Хизи. Теперь уже скоро!
Тело Гхэ напряглось в предвкушении прихода Квен Шен.
Ган слышал, как мимо прошел Гхэ, – он уже давно научился узнавать шаги вампира. Старик поспешно начал сам себе читать поэму, стараясь скрыть за этим свои истинные чувства, такие опасные надежду и триумф.
Гхэ скрылся в своей каюте, но Ган все продолжал бормотать:
Смерть идет в селенья смертных —
Приниматься за уборку,
Засияют искры света
В темной взоре Смерти зоркой.
День за днем забота Смерти —
Все уборка, да не лень ей…
По душе служанке этой
Люди смертные в селеньях.
Только когда он услышал, как Квен Шен вошла в соседнюю каюту и оттуда стали доноситься звуки, свидетельствующие о чувственных радостях, Ган позволил себе вернуться к тому месту в книге, на котором остановился; крупный заголовок, написанный древними знаками, гласил: «О природе и характере драконов».
ХХV
ПАДАЮЩИЕ НЕБЕСА
Упавшая на Перкара тень удивила его. Не то чтобы он не слышал, как кто-то карабкается по неровной каменистой поверхности скалы, – он уже давно понял, что кто-то поднимается на вершину, по-видимому, чтобы повидаться с ним. Что его удивило, так это ее размер – даже если учесть, что садящееся солнце удлинило все тени, огромный черный силуэт не мог принадлежать никому, кроме Тзэма – Тзэма или какого-то огромного зверя; впрочем, о звере Харка предупредил бы его.
С другой стороны, если подумать, то Харка в последнее время не очень старательно выполняет свои обязанности; Перкар решил взглянуть, чьи плечи отбрасывают эту темно-синюю тень.

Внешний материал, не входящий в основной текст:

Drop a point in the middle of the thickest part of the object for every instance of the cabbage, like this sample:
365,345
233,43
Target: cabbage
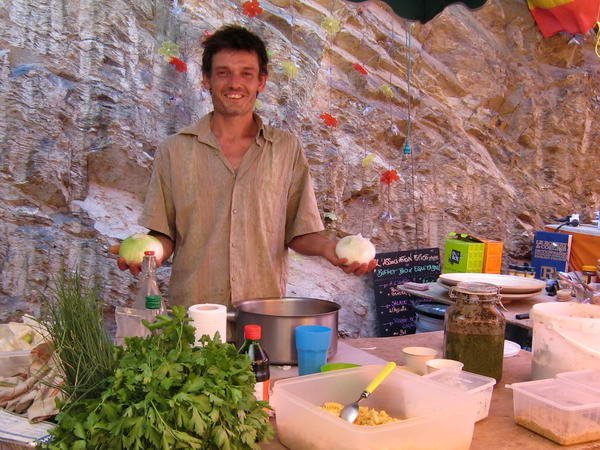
132,249
355,248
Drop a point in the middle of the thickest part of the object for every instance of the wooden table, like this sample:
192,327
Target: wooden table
498,431
439,294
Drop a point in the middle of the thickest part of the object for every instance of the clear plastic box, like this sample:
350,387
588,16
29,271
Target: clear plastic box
560,411
478,386
432,415
589,378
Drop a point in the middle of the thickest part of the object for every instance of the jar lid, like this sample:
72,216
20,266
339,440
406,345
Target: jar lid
476,288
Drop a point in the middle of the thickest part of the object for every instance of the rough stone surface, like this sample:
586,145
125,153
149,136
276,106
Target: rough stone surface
504,128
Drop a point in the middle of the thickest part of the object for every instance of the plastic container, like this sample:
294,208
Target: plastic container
560,411
566,337
462,255
477,386
422,404
492,256
586,378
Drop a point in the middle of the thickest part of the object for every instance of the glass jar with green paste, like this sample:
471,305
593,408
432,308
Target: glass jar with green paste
474,329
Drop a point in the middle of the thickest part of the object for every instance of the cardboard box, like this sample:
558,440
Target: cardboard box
492,256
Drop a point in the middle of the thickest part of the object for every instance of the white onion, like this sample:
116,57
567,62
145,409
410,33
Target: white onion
132,249
355,248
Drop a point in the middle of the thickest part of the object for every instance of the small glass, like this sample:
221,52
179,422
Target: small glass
474,329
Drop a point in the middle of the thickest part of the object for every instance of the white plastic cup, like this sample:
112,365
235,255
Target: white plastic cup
416,358
448,364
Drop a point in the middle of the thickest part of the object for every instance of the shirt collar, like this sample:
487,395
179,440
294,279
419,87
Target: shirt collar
204,134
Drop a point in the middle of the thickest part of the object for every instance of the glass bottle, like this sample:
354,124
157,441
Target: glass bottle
148,284
474,329
259,360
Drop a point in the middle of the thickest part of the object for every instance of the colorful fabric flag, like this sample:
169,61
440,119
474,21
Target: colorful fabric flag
572,16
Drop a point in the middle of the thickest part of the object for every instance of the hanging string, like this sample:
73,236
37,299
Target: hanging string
409,131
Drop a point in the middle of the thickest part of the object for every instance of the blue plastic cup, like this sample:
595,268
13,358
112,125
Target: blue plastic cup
312,344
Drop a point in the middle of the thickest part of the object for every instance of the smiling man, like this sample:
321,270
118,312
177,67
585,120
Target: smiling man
231,194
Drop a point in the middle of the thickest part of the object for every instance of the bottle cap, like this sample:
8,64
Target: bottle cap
153,301
252,332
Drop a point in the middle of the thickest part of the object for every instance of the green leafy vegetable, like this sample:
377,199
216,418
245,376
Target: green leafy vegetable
167,394
73,319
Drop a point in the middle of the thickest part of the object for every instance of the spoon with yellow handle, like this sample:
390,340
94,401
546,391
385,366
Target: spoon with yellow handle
350,412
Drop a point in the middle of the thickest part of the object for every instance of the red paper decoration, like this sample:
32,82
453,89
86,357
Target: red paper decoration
360,69
252,8
389,176
180,65
329,120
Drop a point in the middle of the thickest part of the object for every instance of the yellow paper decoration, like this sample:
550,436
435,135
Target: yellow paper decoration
368,160
386,90
169,50
290,68
331,25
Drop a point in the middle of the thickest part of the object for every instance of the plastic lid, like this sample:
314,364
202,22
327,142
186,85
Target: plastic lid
252,332
153,301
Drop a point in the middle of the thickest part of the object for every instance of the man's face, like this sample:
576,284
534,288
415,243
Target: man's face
234,82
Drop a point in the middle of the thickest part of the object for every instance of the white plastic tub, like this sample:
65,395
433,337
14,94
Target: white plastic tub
566,336
478,386
587,378
558,410
433,415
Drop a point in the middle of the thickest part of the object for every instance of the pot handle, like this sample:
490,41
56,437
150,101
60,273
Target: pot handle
232,315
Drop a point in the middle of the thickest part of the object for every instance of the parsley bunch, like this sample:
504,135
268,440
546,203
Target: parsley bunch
167,394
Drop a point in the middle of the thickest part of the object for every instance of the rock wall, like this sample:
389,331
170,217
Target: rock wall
504,128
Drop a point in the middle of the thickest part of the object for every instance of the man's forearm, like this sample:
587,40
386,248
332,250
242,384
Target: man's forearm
167,243
313,244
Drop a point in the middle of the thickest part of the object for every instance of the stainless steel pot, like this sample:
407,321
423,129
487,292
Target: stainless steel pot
278,318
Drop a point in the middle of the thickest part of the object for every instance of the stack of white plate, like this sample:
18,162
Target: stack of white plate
511,287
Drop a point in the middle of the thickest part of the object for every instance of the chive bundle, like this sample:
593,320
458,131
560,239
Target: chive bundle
73,319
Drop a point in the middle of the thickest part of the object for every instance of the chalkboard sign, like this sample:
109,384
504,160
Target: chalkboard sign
394,312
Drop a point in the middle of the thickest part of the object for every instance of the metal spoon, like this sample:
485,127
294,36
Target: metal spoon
350,412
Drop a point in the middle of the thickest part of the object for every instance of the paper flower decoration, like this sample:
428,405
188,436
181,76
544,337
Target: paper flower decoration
252,8
368,160
179,65
386,90
329,120
290,68
389,176
331,25
330,216
360,69
169,50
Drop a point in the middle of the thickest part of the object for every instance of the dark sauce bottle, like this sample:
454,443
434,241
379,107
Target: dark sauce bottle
259,360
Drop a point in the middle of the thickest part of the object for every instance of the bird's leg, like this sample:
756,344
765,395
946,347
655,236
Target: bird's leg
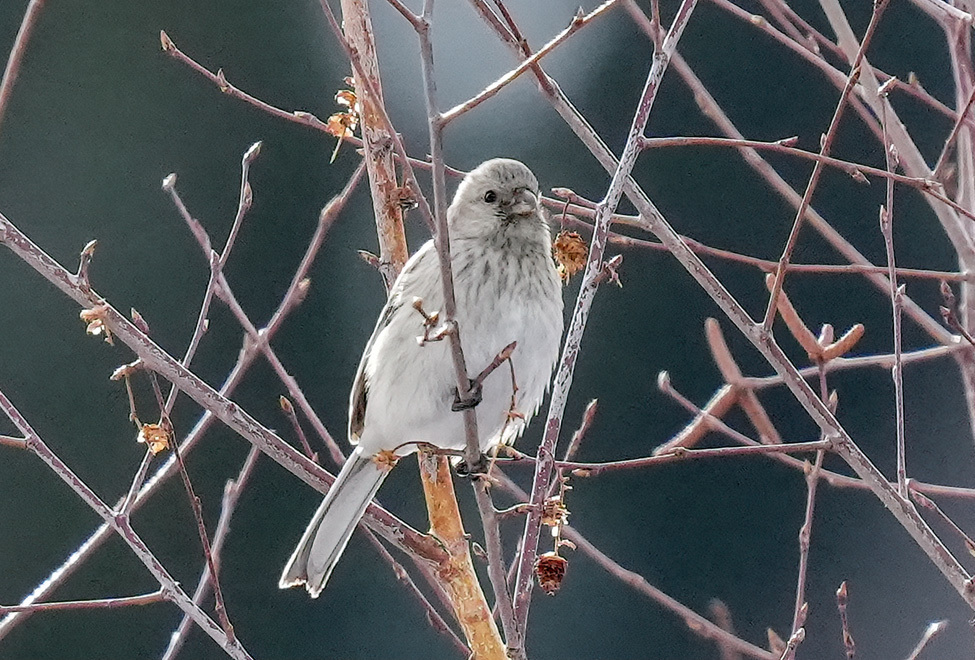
478,469
471,398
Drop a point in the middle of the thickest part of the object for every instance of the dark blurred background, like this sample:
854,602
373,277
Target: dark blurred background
100,115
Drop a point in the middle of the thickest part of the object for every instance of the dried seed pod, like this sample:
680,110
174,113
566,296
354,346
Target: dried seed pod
570,253
156,437
550,570
554,512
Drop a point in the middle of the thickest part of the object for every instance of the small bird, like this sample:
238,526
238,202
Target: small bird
405,391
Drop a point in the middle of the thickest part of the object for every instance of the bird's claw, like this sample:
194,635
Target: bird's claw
478,469
473,397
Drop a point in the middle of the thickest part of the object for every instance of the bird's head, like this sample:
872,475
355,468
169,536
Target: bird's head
499,196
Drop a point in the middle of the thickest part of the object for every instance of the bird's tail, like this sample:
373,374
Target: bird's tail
331,527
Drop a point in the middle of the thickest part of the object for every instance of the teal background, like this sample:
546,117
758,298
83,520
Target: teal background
100,115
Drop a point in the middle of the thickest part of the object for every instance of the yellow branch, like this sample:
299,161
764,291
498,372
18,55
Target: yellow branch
457,573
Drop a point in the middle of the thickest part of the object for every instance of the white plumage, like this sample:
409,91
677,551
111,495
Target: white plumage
507,289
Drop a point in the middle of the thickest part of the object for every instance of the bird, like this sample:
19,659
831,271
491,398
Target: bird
405,391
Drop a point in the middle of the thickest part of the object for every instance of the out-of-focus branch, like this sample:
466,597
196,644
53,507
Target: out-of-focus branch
376,138
16,56
227,411
878,11
594,266
121,525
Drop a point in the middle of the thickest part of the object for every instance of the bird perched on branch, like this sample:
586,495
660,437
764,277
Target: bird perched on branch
405,391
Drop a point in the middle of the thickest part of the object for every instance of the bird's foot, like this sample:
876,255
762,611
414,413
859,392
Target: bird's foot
478,469
471,398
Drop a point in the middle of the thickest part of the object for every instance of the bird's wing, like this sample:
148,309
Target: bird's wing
407,280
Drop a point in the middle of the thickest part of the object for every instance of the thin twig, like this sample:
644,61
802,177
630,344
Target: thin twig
231,495
842,598
695,622
878,11
97,603
933,630
248,353
121,525
17,53
896,298
563,379
578,22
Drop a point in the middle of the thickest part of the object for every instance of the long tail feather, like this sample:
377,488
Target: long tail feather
329,531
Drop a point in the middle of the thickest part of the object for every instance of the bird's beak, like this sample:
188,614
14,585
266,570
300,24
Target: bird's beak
523,203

Это и в самом деле оказался Тзэм. На лице Перкара, должно быть, отразилось такое изумление, что великан поднял руку, показывая, что, когда отдышится, объяснит, зачем пришел.
На это потребовалось несколько минут. Несмотря на то что день был прохладным, полувеликан обливался потом: ветерок доносил до Перкара острый запах разгоряченного тела в смеси с ароматами сухого можжевельника, шалфея и тысячелистника.
– Народ моей матери, великаны, – наконец пропыхтел Тзэм, – должно быть, живут на ровной и мягкой земле. Мы определенно не созданы для того, чтобы лазить по горам.
Перкар растянул губы в улыбке, хотя улыбаться ему не хотелось. Он вызвался нести дозор на высокой скале ради того, чтобы побыть в одиночестве: ему многое нужно было обдумать, и компания его не привлекала. Но все же он испытывал своего рода настороженное уважение – даже восхищение – по отношению к полувеликану, хотя время и обстоятельства сделали их знакомство совсем поверхностным. Если приход Тзэма был дружеским жестом с его стороны, стоит постараться скрыть свое дурное настроение, хотя на душе у Перкара было невесело. Его отец всегда говорил: упустить предложенную дружбу – все равно что не заметить важный след, а Перкар чувствовал, что уже много таких следов пропустил за свою короткую жизнь. Последнее время его друзья обрели нехорошую привычку умирать, и у юноши остались только Нгангата и, может быть, Хизи; оба они в данный момент с ним не разговаривали, и не без причины. Так что еще один друг очень бы Перкару пригодился.